Alzheimer's disease pathology US Medical PG Question 10: A 56-year-old woman presents to the emergency department with several episodes in which she felt "dizzy." She has had these symptoms on and off for the past year and can recall no clear exacerbating factor or time of day when her symptoms occur. She has a perpetual sensation of fullness in her ear but otherwise has no symptoms currently. Her temperature is 97.6°F (36.4°C), blood pressure is 122/77 mmHg, pulse is 85/min, respirations are 13/min, and oxygen saturation is 98% on room air. Cardiopulmonary exam is unremarkable. The patient's gait is stable. Which of the following is also likely to be found in this patient?
- A. Gradually improving symptoms
- B. Conductive hearing loss
- C. Positional vertigo
- D. Sensorineural hearing loss (Correct Answer)
- E. Vertical nystagmus
Alzheimer's disease pathology Explanation: ***Sensorineural hearing loss***
- The sensation of **aural fullness**, recurrent dizzy spells without clear triggers, and the episodic nature of symptoms are classic for **Ménière's disease**.
- **Ménière's disease** is characterized by the triad of **vertigo**, **tinnitus**, and **sensorineural hearing loss**, often accompanied by ear fullness.
*Gradually improving symptoms*
- **Ménière's disease** is a chronic, progressive condition, and symptoms typically **fluctuate** in severity and can worsen over time, rather than gradually improving.
- While periods of remission can occur, the underlying pathology does make a steady improvement unlikely without intervention.
*Conductive hearing loss*
- **Conductive hearing loss** results from problems with sound transmission to the inner ear, such as **earwax** or **ossicular chain dysfunction**.

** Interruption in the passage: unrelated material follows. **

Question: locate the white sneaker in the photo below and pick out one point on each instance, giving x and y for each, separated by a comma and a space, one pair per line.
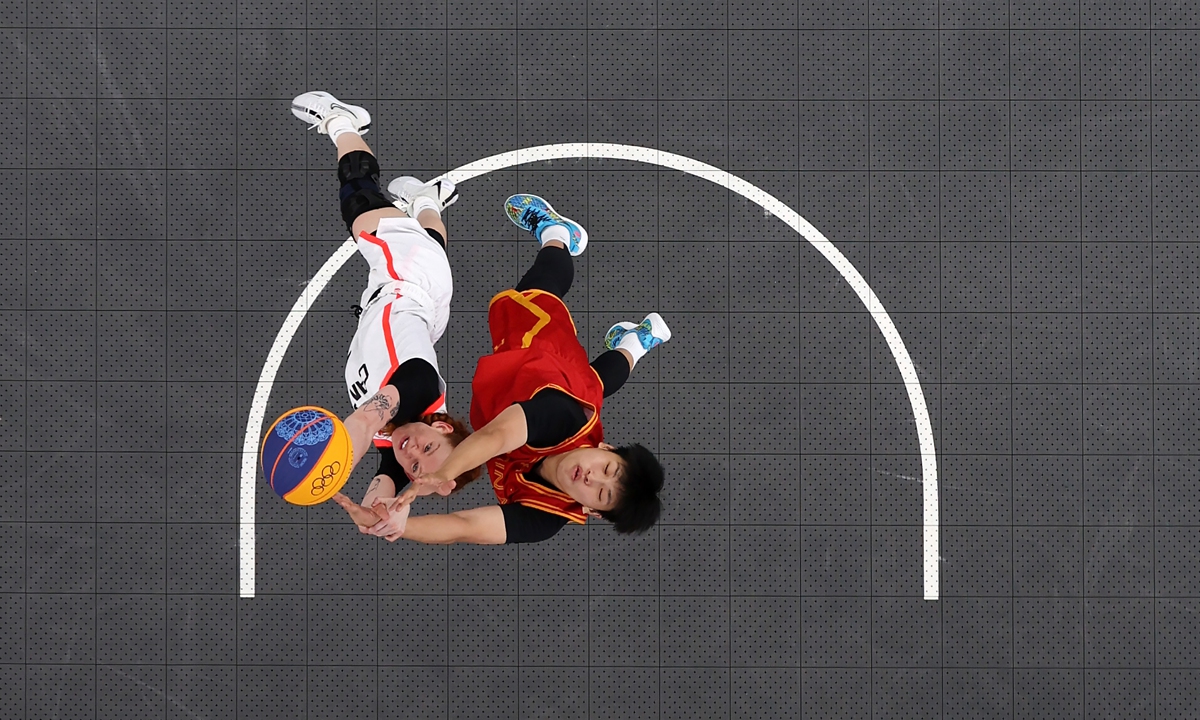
407, 189
319, 108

- **Ménière's disease** specifically affects the inner ear (cochlea and vestibular system), leading to **sensorineural hearing loss** due to endolymphatic hydrops.
*Positional vertigo*
- **Positional vertigo** suggests conditions like **Benign Paroxysmal Positional Vertigo (BPPV)**, where vertigo is triggered by specific head movements due to otolith displacement.

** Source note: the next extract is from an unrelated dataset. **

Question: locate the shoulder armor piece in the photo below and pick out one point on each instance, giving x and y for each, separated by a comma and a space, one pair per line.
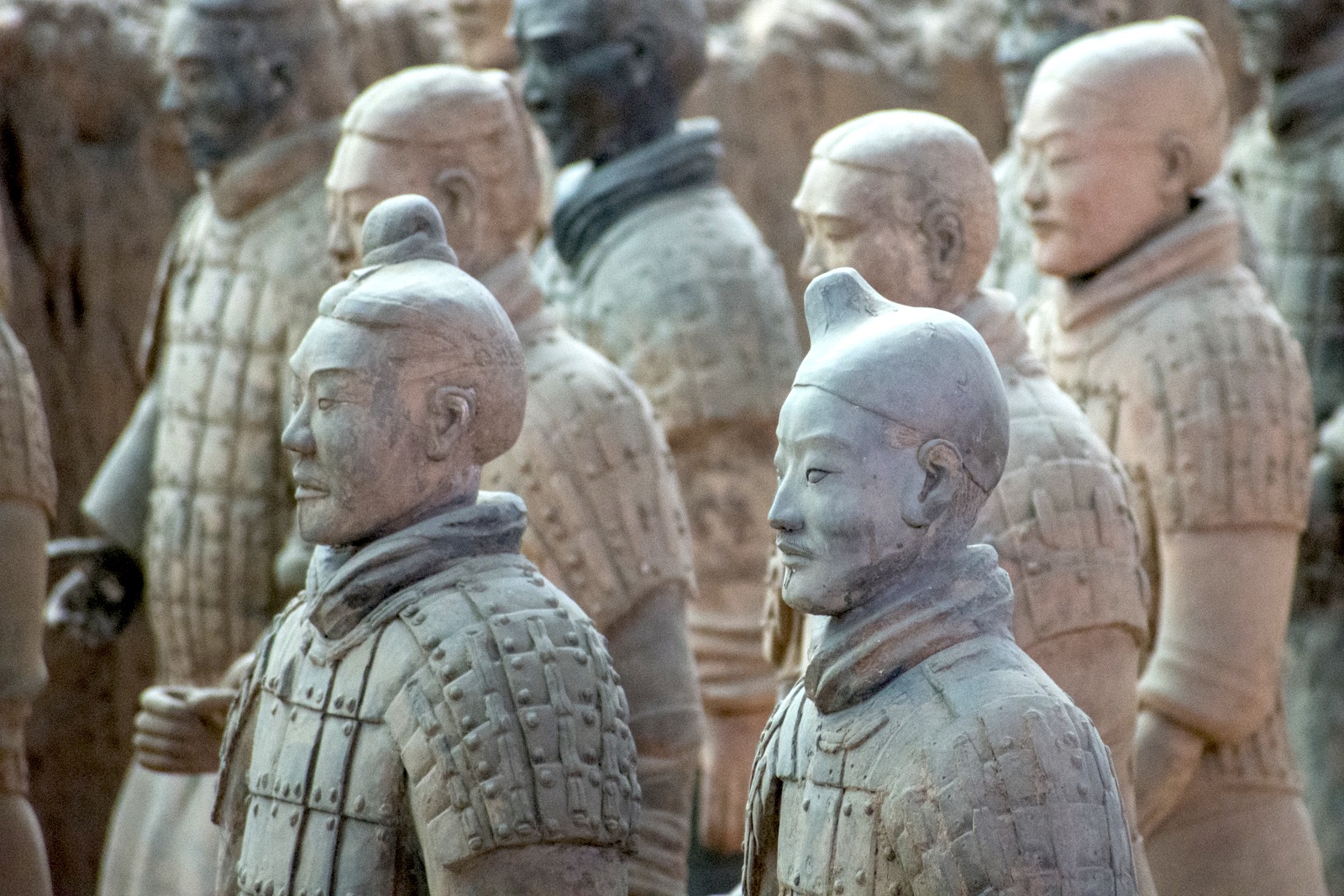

- In this patient, the vertigo is described as recurrent and "on and off" without "clear exacerbating factor," which is less consistent with positional vertigo.
*Vertical nystagmus*
- **Vertical nystagmus** is typically indicative of **central vestibular lesions** or brainstem dysfunction.
- The symptoms presented, including aural fullness and episodic dizziness, point towards a **peripheral vestibular disorder** like Ménière's disease, which usually causes horizontal or rotatory nystagmus during acute attacks.